Her first job was as a Junior Technical Assistant to the British Electrical and Allied Industries Research Association at Perivale and then Leatherhead.
Having been involved with the Women’s Engineering Society since 1929, in 1946 she became President. This was when she was researching dielectrics for “a firm of capacitor manufacturers”. She published a number of papers on dielectrics, capacitors and DC design.
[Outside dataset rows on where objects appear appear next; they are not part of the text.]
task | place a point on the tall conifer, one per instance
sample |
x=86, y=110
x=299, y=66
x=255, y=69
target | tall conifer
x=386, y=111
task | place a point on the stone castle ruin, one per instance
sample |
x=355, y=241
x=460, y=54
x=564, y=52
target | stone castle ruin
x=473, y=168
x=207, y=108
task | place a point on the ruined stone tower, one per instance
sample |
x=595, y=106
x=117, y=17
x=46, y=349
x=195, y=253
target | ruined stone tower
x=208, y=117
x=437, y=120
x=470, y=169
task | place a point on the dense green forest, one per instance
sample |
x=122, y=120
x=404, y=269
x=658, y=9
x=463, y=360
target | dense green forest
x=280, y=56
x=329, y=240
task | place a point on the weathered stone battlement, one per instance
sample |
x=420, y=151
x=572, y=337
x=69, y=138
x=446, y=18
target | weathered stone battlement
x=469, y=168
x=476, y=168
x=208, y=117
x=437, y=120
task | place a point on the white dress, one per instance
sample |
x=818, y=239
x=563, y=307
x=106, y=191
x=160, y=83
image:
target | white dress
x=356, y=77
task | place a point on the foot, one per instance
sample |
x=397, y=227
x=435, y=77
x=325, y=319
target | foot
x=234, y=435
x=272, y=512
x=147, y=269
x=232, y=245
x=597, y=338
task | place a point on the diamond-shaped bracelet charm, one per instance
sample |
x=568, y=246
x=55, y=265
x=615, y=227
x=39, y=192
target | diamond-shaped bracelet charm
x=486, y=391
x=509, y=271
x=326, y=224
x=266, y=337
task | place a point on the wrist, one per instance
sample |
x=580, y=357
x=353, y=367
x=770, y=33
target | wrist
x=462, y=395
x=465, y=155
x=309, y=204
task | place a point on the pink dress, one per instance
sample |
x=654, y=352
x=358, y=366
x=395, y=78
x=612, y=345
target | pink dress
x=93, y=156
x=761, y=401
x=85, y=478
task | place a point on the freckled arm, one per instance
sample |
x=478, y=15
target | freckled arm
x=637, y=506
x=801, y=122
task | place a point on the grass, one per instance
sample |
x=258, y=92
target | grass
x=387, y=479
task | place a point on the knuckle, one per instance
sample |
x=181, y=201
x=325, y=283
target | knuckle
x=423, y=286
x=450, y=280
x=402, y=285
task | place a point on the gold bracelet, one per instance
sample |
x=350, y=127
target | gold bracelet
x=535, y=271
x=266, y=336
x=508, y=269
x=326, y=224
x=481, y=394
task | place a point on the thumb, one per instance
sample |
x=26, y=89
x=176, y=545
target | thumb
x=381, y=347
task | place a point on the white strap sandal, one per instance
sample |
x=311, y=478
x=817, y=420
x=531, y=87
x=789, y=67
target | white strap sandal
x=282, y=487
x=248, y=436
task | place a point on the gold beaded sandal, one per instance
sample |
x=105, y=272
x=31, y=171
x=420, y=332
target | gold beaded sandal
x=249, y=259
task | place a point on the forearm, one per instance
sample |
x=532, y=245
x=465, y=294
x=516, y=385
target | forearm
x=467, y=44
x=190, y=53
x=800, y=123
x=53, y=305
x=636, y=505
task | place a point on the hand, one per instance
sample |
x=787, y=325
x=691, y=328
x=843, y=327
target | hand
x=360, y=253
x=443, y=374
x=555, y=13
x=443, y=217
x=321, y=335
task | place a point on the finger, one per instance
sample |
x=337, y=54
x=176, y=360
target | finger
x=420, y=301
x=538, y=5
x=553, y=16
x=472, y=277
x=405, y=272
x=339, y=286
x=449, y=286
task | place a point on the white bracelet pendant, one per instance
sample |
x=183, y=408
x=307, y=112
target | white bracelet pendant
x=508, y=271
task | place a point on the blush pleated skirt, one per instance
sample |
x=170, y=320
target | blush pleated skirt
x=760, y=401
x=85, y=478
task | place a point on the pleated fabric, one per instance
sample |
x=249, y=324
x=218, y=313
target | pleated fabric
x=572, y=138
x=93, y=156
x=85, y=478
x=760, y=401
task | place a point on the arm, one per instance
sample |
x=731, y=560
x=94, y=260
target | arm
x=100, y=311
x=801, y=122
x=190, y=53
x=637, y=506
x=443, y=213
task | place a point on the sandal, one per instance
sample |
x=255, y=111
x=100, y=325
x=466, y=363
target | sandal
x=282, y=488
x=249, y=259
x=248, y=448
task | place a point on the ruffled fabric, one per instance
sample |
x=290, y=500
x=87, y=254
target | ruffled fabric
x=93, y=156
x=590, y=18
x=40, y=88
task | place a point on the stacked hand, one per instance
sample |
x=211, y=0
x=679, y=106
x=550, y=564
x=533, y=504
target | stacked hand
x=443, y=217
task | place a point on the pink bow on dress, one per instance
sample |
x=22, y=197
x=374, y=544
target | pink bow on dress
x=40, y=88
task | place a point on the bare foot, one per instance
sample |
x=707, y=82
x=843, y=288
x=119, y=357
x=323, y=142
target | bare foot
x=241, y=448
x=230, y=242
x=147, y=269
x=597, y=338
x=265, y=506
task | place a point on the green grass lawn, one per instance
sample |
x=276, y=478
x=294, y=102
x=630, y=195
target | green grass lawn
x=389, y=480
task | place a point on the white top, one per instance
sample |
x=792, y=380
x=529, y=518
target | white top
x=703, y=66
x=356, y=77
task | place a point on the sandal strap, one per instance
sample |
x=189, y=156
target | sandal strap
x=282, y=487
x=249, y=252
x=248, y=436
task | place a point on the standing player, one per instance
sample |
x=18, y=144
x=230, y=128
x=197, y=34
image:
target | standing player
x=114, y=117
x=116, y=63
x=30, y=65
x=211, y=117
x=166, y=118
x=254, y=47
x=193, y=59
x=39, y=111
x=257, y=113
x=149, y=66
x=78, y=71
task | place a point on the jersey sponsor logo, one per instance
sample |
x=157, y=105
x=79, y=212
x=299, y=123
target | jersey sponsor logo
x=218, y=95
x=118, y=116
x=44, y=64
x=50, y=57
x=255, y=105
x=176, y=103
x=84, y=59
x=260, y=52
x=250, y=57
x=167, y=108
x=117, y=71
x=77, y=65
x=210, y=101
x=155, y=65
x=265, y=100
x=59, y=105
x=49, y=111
In the 1950s she was head of the Guided Weapons Division at English Electric, in Luton and later in Stevenage, where she was in charge of the Deuce computer and its programming on punched cards and paper tape. The Deuce was a version of Alan Turing’s Ace computer but was a commercial product, of which 33 were sold and which had a library of over 1,000 programs. The period when Hackett ran the guided weapons division also saw the development of the Thunderbird surface to air missile and other ballistic missiles. In the early 1960s she moved to join the Manchester Business School where she did statistical analysis.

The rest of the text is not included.